山崎氏:ドローンポートは災害時の状況確認の手段として自治体からも関心をいただいています。しかし、災害時のためだけにドローンポートを置いておくのはコスパが悪い、今回は日常的にドローンポートを活用していたからこそ実現できた運用だったと思います。
今後ドローンポート導入事業者は、自治体とポートを活用した災害対応で提携することも求められるかもしれない。
現場の作業効率を劇的に向上できるドローンポート。その中でもDJI Dock 2を推薦する理由を橋本氏はこのように語る。
橋本氏:撮影された写真、ライブ映像がすぐに見られ、クラウドサービスが充実していることも助かります。通信状況がしっかり確保できて、座標をきちんと拾えたらすぐに利用し始められます。我々の準備はそれほどないので、導入障壁がとても低いサービスだと思います。そして導入するだけで終わりではなく、アフターサービスも手厚くしてもらっているので、おすすめのサービスです。
https://youtu.be/knolfXgGkIcドローンの飛行経路やライブ映像を確認するモニターが設置されている。どの位置を飛行しているかひと目でわかる
モニターには工事の進捗率なども表示可能。収集データを見ながら次の作業手順を打ち合わせるといったこともできる
山崎氏も導入のメリットをアピールする。
山崎氏:ドローンが建設現場で使われるケースは増えてきていると思いますが、ポート付きのドローンをゼロから導入するというのは、設置や使用方法の勝手がわからず、障壁が高いと思います。導入に関する作業は弊社ですべて対応可能です。ポートを設置して通信がつながった瞬間から使えるので、ぜひ1現場に1台、導入を検討してほしいですね。
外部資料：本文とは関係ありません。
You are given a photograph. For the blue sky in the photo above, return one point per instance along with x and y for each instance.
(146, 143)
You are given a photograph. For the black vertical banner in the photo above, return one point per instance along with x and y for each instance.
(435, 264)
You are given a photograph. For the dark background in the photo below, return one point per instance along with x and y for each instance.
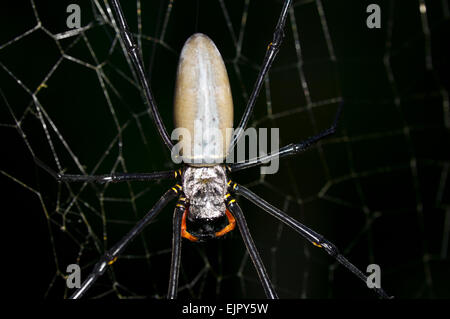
(387, 166)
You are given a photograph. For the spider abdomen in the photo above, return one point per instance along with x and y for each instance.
(203, 105)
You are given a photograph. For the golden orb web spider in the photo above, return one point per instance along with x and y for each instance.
(233, 214)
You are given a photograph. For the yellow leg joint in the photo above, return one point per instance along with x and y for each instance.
(112, 261)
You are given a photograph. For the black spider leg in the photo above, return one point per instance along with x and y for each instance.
(291, 149)
(107, 178)
(135, 56)
(113, 253)
(176, 248)
(236, 211)
(310, 235)
(271, 53)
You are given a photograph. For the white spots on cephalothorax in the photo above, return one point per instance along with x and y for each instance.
(205, 189)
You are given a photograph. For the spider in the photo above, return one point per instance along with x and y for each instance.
(206, 207)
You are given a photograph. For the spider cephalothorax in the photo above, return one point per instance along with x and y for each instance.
(205, 189)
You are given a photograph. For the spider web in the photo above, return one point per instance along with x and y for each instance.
(378, 189)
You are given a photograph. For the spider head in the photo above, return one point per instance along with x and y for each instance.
(205, 188)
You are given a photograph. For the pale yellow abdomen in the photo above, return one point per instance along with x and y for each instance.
(203, 102)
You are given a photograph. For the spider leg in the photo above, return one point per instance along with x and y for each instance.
(176, 249)
(113, 253)
(310, 235)
(271, 53)
(291, 149)
(107, 178)
(135, 56)
(234, 208)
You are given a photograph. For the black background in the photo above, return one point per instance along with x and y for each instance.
(406, 241)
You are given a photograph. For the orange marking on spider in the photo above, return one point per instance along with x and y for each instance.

左からKDDIスマートドローンの山崎氏、DJI Dock 2の運用に携わるKDDIスマートドローンオペレーション事業部の原田誠也氏、大林組の橋本氏
KDDIスマートドローンは2024年11月18日より、ドローンポートの導入から運用までを一気通貫で提供する遠隔運航サービスの提供を開始している。日々の進捗状況のチェックが欠かせない現場においては、導入を積極的に検討してみてはいかがだろうか。